We left Cardiff this morning and headed back into England.
Our first stop was at the Gadfield Elm Chapel, which is perhaps the oldest Mormon chapel — the Kirtland Temple doesn’t count — still standing. It was built in 1836 by and for the United Brethren, a group of dissenting Protestants in Herefordshire, but Wilford Woodruff converted almost all of them — perhaps, indeed, all but one out of at least six or seven hundred — in 1840, so it became a Mormon chapel by default. It had fallen into disrepair in the decades after the immigration of almost all of the local nineteenth-century Mormon converts, but a private group of English Latter-day Saints seized the opportunity to buy and restore the old building when it came on the market in the mid-1990s, and they later gave it to the Church.
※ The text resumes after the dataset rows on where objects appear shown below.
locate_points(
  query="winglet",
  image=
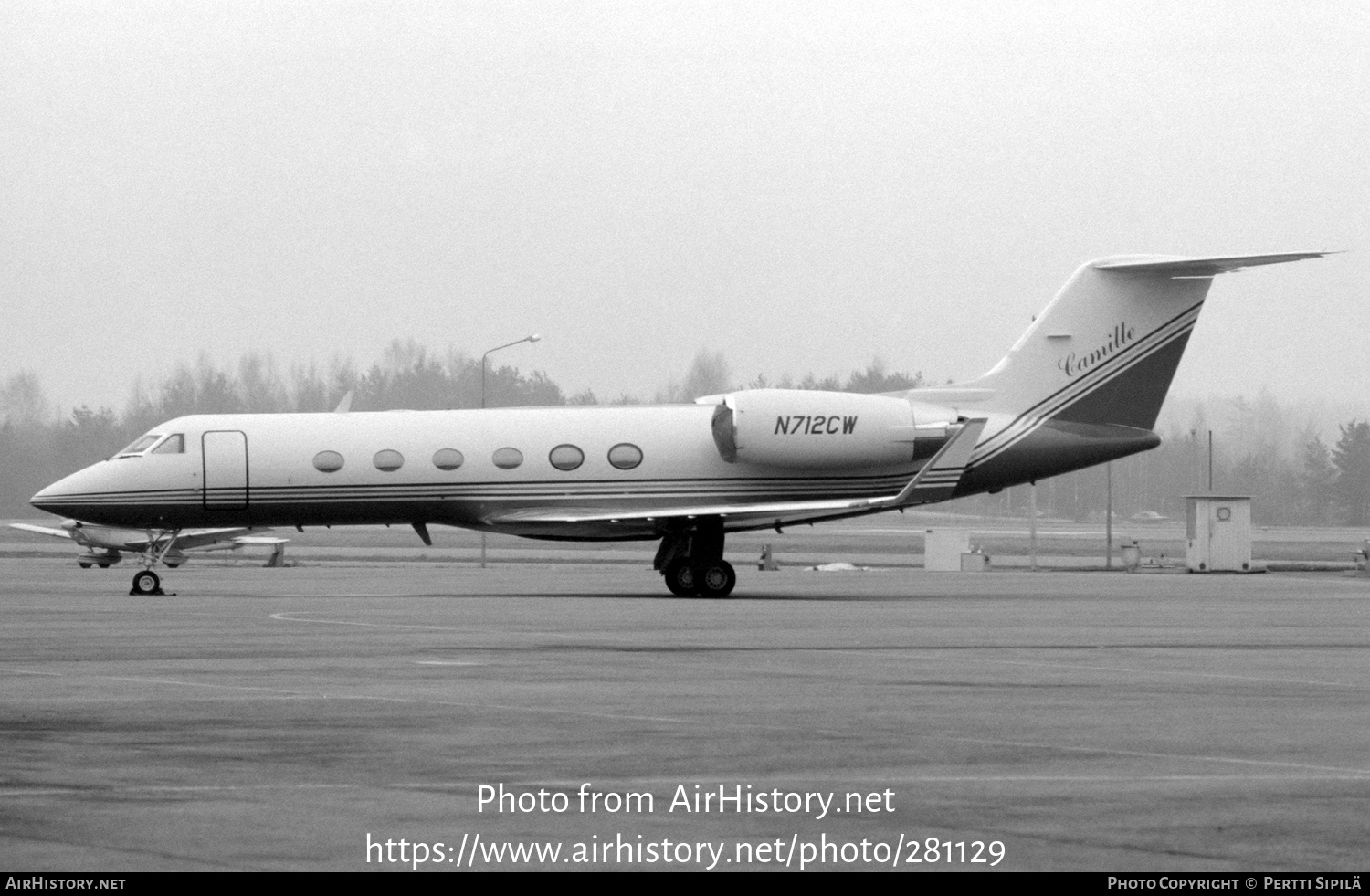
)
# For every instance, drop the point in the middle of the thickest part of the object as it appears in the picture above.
(939, 477)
It’s very well maintained, and surprisingly capacious.
(I’m really, really, really enthusiastic about this type of preservation, by the way. That’s why I’m so enthusiastic about the Mormon Historic Sites Foundation.)
We then drove into the Malvern Hills — apparently J. R. R. Tolkien’s inspiration for “the Misty Mountains” in The Hobbit — and climbed the quite steep path up for a panoramic view of the area. Wilford Woodruff had done this too, many years ago, and left a detailed account of his thoughts and prayers while atop the peak. (He watched a storm of thunder and lightning below him.)
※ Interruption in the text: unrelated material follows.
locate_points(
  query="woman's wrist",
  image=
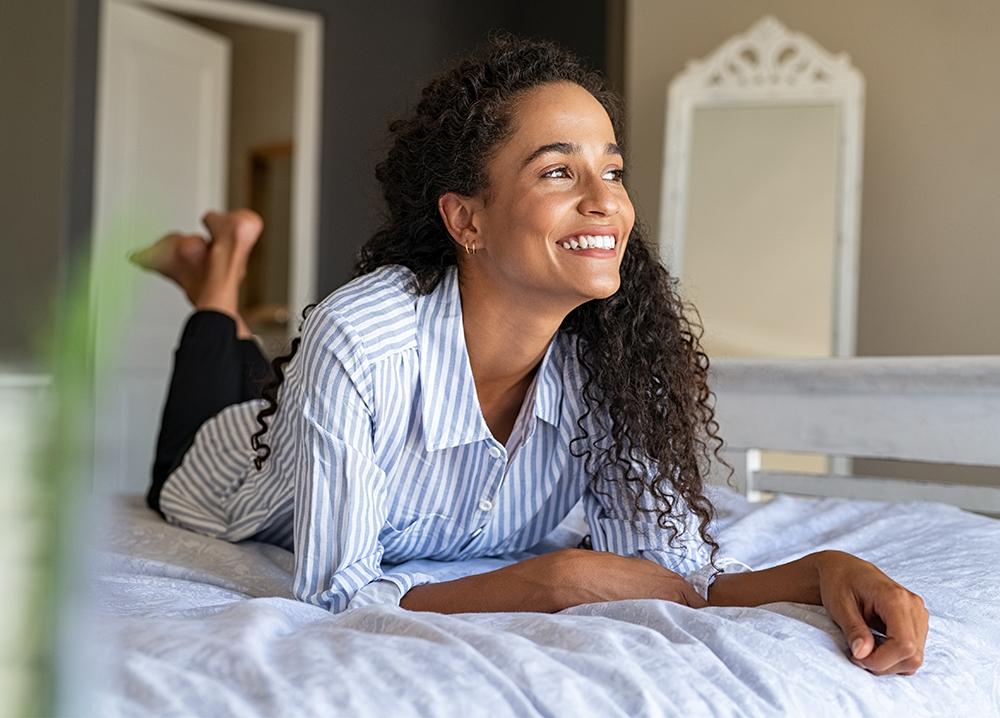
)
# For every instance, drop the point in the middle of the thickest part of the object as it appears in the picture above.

Sir Edward Elgar, a composer who deserves to be known for more than just his Pomp and Circumstance march, came from this area, and C. S. Lewis attended Malvern College (a prep school) before he matriculated at the University of Oxford. (He hated Malvern College.)
We next went to Ledbury, where the early missionaries had considerable success. Debbie and I stayed in Ledbury years ago, in the famous Feathers Inn, which dates back to the mid-sixteenth century. Ledbury may have been the home of William Langland, the possible author of the fourteenth-century dream/vision Piers Plowman. It was certainly the childhood home of Elizabeth Barrett Browning and the birthplace of the eventual poet laureate of England John Masefield. So, after yesterday’s bout of Dylan Thomas, I shared Masefield’s “Sea Fever” with the group. And later, when we passed within a reasonable distance of Ludlow, I gave them a couple of pieces from A. E. Housman.
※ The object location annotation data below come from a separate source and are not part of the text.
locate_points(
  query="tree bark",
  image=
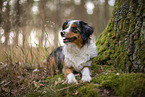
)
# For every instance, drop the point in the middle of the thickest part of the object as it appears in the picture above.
(122, 44)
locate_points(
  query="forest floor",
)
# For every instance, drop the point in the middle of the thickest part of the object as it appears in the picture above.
(16, 80)
(20, 77)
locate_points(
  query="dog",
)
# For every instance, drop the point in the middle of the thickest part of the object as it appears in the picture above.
(77, 52)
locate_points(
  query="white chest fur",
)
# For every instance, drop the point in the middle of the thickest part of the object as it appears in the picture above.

From Ledbury, we drove to what is commonly called the “John Benbow Farm,” but which should more properly be called the “Hill Farm,” near Castle Frome — which is pronounced “Froom.” This is where Wilford Woodruff baptized most of his converts in the farm’s pond, during one of the most amazing episodes of missionary success in the history of the Church of Jesus Christ of Latter-day Saints.
We visited the nearby Anglican church, from which the rector tried to interfere with Elder Woodruff’s preaching. First, the rector sent the constable, but the constable soon learned that Elder Woodruff had a license to preach and that the Benbow Farm was licensed for religious services. So he stayed to listen, and was baptized. The rector then sent two others to see if they could stop the goings-on, but they too were baptized. The little Norman church was a nice one, though, and a little historical brochure was for sale at the back about John Benbow and the Mormons. It was pretty well done, entirely fair and sympathetic, and most of us bought copies of it.
Then we drove several hours (in unusually heavy traffic) up to Chorley, where we’re spending the night not far from the Preston Temple, which is actually in Chorley.